Marduk no Manifesto Bar – Panzer Division Live Hellfire
O Manifesto Bar recebeu uma verdadeira ofensiva sueca. O Marduk voltou a São Paulo para tocar Panzer Division Marduk na íntegra — e entregou exatamente o que se esperava: uma hora de guerra, barulho e poder.
Logo de cara, deu pra perceber que o novo Manifesto está mais acessível, com estrutura melhor, som mais limpo e iluminação mais forte. A casa estava com cerca de 70% da capacidade — o suficiente pra criar uma atmosfera intensa, mas sem o sufoco de ficar espremido até o último centímetro.
Quando o primeiro ataque de “Panzer Division Marduk” começou, o chão vibrou. O som era uma muralha — seco, pesado, destrutivo.

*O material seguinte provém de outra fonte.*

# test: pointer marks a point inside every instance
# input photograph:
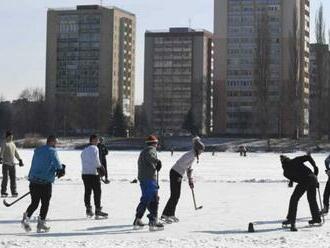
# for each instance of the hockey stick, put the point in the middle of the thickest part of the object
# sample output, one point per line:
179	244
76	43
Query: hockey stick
10	204
321	205
195	205
157	179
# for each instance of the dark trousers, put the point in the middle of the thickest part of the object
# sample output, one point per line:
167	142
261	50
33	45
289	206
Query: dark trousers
39	192
326	193
300	189
8	171
92	183
175	185
149	200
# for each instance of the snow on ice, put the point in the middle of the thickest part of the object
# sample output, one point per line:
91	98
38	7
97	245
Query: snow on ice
233	191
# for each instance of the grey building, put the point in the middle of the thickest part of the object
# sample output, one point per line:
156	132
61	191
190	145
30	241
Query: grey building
319	71
90	66
236	30
178	79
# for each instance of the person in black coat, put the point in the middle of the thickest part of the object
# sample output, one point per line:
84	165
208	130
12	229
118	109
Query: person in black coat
103	152
296	171
326	193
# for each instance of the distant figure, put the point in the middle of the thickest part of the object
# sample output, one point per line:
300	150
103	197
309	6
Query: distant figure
326	193
103	152
7	156
296	171
183	165
242	151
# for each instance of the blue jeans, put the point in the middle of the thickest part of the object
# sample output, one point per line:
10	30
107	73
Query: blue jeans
149	200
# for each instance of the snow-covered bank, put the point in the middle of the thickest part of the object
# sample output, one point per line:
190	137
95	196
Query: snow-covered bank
223	221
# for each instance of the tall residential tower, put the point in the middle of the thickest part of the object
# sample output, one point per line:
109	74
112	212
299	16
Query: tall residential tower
90	66
243	92
178	79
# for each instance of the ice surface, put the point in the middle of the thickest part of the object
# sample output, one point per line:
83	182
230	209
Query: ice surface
233	190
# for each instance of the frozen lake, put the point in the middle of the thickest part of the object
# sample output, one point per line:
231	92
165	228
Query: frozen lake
233	190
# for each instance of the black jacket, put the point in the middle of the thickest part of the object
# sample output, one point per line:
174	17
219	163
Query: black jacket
103	152
296	171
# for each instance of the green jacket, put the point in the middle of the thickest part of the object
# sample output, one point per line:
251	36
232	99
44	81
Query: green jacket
9	152
147	164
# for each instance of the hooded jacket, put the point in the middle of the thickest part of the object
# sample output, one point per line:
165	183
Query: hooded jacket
9	152
297	171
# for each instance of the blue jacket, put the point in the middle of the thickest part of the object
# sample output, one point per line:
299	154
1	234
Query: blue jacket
44	165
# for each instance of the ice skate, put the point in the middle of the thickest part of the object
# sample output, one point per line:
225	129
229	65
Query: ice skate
325	210
41	226
100	215
155	226
89	212
26	223
315	222
138	224
166	219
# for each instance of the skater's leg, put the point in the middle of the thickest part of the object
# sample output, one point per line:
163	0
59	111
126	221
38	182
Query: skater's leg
96	186
326	194
146	198
12	177
45	198
175	185
296	195
35	198
88	190
5	172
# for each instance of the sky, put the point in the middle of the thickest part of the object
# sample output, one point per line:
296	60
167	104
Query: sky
23	34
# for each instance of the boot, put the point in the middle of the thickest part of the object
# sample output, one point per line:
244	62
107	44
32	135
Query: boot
138	224
89	212
26	223
155	226
166	219
41	226
99	214
316	221
325	210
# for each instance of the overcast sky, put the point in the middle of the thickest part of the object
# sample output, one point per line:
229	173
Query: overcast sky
23	33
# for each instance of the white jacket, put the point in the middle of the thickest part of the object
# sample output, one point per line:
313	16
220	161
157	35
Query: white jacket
185	162
90	160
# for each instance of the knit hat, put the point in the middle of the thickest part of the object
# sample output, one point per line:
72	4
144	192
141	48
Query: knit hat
284	158
9	133
198	144
151	139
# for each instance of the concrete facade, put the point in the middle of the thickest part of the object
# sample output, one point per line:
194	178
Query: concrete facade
90	66
235	33
178	78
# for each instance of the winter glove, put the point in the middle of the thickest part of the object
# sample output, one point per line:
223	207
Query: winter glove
20	162
61	173
327	172
158	165
101	171
191	183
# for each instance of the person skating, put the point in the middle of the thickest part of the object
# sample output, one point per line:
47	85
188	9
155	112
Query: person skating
103	152
184	164
148	164
296	171
326	193
44	168
7	156
92	170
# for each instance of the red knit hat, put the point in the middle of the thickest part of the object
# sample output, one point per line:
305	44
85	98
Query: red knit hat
151	139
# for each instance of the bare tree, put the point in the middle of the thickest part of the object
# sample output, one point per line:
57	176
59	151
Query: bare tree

A sequência das faixas foi um desfile de brutalidade: “Christraping Black Metal”, “Scorched Earth”, “Beast of Prey”, “Fistfucking God’s Planet”… tudo tocado com aquela precisão impiedosa que só o Marduk domina.
O álbum Panzer Division Marduk, lançado em 1999, foi um marco do black metal extremo — o ponto onde a banda decidiu transformar guerra em som. É rápido, direto e sem piedade, e ao vivo isso ganha outra dimensão. O peso que o Marduk alcança no palco é algo quase inimaginável: as guitarras cortam o ar, o baixo treme o peito e a bateria parece um canhão antiaéreo.
Entre os hinos do Panzer, a banda ainda presenteou o público com outras pedradas da carreira: “Slay the Nazarene”, “Shovel Beats Sceptre” e a sombria “The Black”. O público respondeu com rodas intensas e um coro que misturava gritos e reverência. No final, o encerramento veio com “The Blond Beast”, deixando todo mundo atordoado — um fim digno de batalha vencida.
Mortuus comandou o caos com sua habitual presença sombria. Sem discursos ou pausas, apenas gestos firmes e o olhar gelado de quem veio pra destruir. A postura militar da banda dá sentido ao nome do álbum — é uma operação de guerra, cada membro cumprindo seu papel com disciplina assassina.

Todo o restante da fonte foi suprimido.